En mars 2017, le groupe avait noué un premier contrat avec la FFR pour faire figurer son nom sur le maillot de l’équipe nationale pendant 9 matches, en soutien à la candidature française au Mondial 2023 et moyennant 1,8 million d’euros. “C’était une négociation essentiellement entre moi-même et Bernard Laporte”, dit M. Altrad, silhouette fluette et voix légèrement chevrotante.
Mais à l’été 2017, la fédération est en quête d’un partenaire maillot à plus long terme. Un premier tour de table à 9,9 millions d’euros refroidit les partenaires historiques des Bleus. Mais en coulisses, d’après une série de courriels dévoilés à l’audience, M. Altrad et la fédération tombent d’accord fin juillet sur un deal à 5,4 millions d’euros, bien plus avantageux pour le groupe numéro 1 mondial des échafaudages.
“A ce moment-là, il y avait un accord”, confirme M. Altrad à la barre, qui assure qu’il ne voulait alors pas mettre un centime de plus pour le maillot de l’équipe de France. “La France était déclassée. Personne ne voulait de ce maillot”, clame le PDG. Pourtant après l’été, c’est le revirement total. M. Altrad réclame alors lui-même que la fédération lance un appel d’offres auquel son groupe sera le seul à concourir avec une proposition à 6,8 millions.

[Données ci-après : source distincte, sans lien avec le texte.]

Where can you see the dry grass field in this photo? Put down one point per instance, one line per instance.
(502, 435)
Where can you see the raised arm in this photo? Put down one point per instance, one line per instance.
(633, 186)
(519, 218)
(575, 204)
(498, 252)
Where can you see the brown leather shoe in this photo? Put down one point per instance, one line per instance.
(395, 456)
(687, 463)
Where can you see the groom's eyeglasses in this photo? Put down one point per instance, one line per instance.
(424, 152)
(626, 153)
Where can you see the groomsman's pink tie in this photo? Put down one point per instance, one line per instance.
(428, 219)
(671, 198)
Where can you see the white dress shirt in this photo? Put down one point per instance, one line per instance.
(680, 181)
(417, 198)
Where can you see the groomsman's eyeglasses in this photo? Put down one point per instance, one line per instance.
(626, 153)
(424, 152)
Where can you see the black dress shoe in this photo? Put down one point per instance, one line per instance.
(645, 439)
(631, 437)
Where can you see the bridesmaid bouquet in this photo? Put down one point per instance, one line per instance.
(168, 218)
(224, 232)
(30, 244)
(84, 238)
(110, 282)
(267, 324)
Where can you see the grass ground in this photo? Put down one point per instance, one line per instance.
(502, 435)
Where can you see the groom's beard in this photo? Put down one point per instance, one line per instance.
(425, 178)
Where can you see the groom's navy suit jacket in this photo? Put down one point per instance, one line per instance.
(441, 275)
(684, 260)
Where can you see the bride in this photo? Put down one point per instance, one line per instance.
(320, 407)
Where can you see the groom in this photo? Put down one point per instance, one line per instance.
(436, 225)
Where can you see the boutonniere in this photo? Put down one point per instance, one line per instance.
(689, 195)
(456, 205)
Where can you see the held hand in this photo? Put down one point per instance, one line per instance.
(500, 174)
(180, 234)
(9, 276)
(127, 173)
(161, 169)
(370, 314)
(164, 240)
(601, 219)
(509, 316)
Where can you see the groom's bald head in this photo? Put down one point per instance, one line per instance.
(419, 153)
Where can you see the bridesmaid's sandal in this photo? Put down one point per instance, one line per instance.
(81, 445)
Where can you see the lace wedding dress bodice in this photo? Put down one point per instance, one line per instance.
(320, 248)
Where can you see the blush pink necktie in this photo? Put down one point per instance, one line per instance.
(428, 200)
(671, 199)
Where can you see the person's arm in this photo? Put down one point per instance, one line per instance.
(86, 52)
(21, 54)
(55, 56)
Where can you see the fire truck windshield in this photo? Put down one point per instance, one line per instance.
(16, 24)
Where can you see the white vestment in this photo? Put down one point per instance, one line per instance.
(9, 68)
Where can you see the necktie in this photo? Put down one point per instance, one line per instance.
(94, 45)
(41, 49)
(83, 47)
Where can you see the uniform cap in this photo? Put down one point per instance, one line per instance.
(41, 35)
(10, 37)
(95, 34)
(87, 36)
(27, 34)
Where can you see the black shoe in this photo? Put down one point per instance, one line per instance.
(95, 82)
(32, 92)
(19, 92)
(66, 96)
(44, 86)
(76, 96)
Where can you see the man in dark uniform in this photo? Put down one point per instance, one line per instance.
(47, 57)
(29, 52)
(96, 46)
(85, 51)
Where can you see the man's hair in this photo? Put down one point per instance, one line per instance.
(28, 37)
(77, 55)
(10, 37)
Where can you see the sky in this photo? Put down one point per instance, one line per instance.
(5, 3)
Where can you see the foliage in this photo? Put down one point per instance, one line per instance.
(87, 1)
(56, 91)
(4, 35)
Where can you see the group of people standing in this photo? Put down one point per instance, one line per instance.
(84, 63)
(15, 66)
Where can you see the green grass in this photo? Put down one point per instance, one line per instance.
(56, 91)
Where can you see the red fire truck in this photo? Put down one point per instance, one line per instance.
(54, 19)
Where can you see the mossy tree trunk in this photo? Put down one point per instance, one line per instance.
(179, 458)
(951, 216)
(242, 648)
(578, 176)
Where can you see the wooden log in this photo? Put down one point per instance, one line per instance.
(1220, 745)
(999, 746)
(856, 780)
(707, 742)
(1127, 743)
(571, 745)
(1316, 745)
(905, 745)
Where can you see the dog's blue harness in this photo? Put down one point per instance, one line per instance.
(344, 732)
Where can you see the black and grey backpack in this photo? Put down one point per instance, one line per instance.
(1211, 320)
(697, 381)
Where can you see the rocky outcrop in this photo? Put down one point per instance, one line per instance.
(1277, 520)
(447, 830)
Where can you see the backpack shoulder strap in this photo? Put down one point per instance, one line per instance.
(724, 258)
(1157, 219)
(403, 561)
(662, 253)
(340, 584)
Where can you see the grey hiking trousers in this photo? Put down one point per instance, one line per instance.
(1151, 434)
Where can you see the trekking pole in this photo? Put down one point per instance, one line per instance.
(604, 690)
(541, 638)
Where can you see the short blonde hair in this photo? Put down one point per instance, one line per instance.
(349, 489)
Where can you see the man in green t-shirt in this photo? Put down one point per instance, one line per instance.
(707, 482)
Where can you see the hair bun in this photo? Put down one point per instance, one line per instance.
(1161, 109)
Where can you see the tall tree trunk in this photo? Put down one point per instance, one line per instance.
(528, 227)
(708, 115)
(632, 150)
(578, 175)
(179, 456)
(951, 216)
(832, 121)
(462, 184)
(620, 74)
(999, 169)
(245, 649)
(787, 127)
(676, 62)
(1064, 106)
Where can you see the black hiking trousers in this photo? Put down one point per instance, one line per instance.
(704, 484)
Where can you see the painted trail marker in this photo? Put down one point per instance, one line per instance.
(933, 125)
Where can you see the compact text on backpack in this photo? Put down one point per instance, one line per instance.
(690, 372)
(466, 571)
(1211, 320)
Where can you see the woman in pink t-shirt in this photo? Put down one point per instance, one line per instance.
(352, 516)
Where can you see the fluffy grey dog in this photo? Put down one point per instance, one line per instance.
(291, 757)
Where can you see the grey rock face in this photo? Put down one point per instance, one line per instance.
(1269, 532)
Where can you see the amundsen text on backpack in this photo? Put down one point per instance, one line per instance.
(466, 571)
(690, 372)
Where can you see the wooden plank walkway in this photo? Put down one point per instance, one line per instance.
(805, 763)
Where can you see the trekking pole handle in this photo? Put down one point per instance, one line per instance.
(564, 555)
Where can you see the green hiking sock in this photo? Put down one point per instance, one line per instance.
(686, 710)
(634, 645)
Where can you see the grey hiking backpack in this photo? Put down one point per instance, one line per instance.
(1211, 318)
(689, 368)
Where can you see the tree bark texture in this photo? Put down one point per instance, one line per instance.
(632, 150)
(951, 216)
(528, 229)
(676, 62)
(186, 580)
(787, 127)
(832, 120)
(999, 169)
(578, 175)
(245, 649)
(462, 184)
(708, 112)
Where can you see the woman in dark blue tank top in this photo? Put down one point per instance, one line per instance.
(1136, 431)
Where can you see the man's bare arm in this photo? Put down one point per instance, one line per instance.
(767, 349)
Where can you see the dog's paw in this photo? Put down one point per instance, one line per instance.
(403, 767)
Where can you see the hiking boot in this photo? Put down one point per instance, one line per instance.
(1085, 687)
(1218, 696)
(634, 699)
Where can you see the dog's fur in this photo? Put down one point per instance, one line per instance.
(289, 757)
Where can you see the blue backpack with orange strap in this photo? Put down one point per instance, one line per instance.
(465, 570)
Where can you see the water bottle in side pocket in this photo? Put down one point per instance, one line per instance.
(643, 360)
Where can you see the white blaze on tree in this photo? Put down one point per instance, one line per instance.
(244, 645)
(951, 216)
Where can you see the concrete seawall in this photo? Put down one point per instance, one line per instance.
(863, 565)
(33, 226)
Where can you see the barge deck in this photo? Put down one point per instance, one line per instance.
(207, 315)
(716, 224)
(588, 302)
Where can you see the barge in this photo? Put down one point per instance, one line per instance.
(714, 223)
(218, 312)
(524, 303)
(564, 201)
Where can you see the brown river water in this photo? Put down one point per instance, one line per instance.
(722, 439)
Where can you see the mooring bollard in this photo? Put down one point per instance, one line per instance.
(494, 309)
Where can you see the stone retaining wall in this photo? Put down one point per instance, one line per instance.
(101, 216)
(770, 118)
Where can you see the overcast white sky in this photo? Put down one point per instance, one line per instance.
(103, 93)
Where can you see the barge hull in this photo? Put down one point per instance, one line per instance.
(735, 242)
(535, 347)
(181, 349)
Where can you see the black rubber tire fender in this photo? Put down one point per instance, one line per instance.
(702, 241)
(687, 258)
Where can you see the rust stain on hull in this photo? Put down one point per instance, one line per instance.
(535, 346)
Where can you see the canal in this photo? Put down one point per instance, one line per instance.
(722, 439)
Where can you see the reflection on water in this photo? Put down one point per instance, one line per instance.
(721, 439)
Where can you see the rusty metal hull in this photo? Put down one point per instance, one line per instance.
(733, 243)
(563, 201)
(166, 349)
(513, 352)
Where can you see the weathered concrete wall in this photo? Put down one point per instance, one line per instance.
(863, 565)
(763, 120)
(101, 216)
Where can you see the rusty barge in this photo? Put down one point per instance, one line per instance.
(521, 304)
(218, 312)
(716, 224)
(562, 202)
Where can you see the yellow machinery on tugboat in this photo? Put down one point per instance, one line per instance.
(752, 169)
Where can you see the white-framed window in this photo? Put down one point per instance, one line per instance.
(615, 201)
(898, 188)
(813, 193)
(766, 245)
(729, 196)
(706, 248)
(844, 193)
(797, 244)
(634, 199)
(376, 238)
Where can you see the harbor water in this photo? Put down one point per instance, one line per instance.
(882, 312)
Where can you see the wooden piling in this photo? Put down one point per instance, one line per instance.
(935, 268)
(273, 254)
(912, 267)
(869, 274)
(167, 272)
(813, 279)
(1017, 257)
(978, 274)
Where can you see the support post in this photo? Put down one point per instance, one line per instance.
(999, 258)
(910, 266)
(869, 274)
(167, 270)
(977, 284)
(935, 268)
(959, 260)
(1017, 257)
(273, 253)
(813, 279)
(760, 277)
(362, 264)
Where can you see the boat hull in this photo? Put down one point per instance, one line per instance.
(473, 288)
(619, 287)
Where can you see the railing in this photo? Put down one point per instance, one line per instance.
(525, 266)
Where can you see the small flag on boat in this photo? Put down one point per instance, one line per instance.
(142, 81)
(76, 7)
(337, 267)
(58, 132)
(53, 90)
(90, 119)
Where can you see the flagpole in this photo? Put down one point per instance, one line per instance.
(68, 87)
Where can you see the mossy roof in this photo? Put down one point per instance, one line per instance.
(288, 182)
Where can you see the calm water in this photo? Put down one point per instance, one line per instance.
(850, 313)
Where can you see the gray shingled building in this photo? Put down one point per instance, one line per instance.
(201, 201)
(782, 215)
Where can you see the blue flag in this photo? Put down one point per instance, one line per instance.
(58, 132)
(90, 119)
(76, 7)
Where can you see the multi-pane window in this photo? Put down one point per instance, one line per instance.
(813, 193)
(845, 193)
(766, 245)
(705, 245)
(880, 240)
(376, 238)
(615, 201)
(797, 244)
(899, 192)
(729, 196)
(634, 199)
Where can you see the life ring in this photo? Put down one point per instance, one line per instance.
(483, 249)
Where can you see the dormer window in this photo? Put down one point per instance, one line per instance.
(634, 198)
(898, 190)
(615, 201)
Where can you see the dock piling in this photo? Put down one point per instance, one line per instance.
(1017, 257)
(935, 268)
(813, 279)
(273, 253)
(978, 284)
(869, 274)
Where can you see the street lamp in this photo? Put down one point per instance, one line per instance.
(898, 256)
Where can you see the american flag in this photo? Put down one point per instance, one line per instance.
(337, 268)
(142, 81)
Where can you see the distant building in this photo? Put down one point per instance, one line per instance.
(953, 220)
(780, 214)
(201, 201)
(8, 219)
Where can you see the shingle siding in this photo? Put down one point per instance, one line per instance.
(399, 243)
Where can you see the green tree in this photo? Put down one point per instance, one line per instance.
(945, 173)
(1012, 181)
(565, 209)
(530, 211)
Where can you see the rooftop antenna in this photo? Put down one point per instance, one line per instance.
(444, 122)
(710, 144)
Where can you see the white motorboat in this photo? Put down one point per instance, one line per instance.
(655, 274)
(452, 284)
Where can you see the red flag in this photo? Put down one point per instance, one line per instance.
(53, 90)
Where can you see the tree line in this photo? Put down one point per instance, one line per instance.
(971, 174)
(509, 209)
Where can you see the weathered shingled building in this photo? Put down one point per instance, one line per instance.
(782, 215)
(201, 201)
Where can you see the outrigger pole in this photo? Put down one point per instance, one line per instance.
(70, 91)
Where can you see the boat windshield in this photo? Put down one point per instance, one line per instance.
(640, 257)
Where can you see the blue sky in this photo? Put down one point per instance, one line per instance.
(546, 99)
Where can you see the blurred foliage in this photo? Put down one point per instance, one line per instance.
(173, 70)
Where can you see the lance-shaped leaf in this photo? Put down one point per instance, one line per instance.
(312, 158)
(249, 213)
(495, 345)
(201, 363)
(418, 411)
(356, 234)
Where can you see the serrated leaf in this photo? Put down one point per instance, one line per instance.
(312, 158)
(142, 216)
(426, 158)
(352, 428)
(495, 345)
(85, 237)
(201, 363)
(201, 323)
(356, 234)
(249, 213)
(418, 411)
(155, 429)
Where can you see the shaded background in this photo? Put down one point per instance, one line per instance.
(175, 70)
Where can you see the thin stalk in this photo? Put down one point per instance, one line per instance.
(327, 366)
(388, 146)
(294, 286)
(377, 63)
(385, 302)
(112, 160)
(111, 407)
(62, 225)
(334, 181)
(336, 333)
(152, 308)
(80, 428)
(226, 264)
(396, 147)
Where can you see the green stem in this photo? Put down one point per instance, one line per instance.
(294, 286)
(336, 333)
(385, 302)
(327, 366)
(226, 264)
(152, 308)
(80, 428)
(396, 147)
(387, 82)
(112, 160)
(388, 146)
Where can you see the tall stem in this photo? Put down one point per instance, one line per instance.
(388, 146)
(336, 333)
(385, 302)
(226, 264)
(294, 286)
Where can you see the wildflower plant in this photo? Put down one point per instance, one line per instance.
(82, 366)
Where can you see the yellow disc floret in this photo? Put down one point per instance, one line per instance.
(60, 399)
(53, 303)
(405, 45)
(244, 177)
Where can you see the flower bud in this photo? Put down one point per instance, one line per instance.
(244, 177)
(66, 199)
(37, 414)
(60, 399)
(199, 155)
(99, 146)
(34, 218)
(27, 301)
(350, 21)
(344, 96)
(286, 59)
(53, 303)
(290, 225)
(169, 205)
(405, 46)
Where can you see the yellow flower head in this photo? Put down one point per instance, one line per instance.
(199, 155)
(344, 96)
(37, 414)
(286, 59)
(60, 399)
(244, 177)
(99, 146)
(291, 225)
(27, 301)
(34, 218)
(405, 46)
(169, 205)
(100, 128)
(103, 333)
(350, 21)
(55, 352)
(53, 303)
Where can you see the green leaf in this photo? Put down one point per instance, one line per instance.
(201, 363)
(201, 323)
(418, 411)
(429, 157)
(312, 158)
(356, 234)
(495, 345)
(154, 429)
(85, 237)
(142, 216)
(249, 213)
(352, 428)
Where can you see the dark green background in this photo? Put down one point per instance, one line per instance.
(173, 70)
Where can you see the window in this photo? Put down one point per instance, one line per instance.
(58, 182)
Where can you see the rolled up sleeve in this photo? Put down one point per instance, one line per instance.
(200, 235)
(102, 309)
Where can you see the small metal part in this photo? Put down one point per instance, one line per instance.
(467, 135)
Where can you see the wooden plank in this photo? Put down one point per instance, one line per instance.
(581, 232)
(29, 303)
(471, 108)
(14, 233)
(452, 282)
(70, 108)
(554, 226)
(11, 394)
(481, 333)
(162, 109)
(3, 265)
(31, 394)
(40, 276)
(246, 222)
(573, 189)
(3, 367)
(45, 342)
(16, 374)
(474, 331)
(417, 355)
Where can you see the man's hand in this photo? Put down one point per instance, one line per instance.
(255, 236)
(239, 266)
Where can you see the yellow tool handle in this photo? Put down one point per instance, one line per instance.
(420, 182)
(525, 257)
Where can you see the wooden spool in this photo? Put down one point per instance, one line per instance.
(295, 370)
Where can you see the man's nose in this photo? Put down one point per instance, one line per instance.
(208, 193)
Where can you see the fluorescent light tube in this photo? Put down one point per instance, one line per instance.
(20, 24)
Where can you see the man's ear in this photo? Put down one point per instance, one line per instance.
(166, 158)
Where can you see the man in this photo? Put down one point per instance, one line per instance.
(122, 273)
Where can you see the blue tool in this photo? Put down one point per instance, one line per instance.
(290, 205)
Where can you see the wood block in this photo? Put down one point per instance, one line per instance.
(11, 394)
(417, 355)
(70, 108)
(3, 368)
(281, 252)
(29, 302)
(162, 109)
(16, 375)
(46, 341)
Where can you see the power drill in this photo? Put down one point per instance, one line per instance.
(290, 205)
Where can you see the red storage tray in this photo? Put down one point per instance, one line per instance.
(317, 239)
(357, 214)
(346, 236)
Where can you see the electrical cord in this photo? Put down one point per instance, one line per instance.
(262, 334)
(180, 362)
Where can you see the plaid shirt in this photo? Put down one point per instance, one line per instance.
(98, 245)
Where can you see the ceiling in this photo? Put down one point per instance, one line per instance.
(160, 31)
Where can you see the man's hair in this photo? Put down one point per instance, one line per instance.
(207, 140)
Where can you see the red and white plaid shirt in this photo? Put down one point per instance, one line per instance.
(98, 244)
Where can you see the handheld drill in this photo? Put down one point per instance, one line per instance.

La version de Laporte mise à mal
Incidemment, il met à mal la version livrée devant le tribunal par Bernard Laporte, selon laquelle c’est lui-même qui avait mis son veto à une offre à 5,4 millions. “C’est moi qui dis non ! Ce n’était pas assez“, avait clamé l’ex-sélectionneur des Bleus la semaine précédente.
Cette subite demande de formalisme intrigue la présidente: est-elle liée à la révélation dans la presse, à la mi-août, du contrat liant M. Laporte à la holding Altrad et du versement des 180.000 euros ? M. Altrad le nie mais avance toutefois une nécessité de “sécuriser” juridiquement le futur partenariat. “Comment se fait-il que vous étiez tombés d’accord en juillet et ce n’est qu’en septembre que ce type de question se pose”, s’étonne Mme Hunault. “Probablement, on a été léger sur le plan pénal“, lâche le chef d’entreprise en se référant au premier partenariat maillot lié au Mondial 2023.
La présidente a une autre interrogation: que s’est-il passé entre juillet et septembre 2017 pour que M. Altrad accepte de rehausser substantiellement son offre ? “C’est la conviction que je me suis alors bâtie sur le programme de M. Laporte” à la tête de la FFR, tente le dirigeant. “Mais ce programme existait déjà en juillet !”, intervient la présidente en rappelant que M. Laporte avait été élu président de la FFR en décembre 2016. Poussé dans les cordes, M. Altrad évoque alors un “engagement patriotique” et son souhait de faire “quelque chose” pour la France, où ce septuagénaire, né d’un viol dans le désert syrien, a émigré. Au risque de se contredire, le milliardaire révèle toutefois qu’il avait “failli ne pas répondre” à l’appel d’offres.
Le tribunal s’interroge enfin sur l’implication personnelle de M. Altrad dans l’ensemble de ces négociations: serait-ce dû aux liens qui l’unissent à M. Laporte ? “Ma relation (avec lui, ndlr) était avant tout professionnelle”, relativise M. Altrad, qui récuse en bloc la thèse de l’accusation selon laquelle il aurait soudoyé le président de la FFR. “Si c’était dans un roman, personne ne l’achèterait”, cingle-t-il. Le réquisitoire est attendu mardi.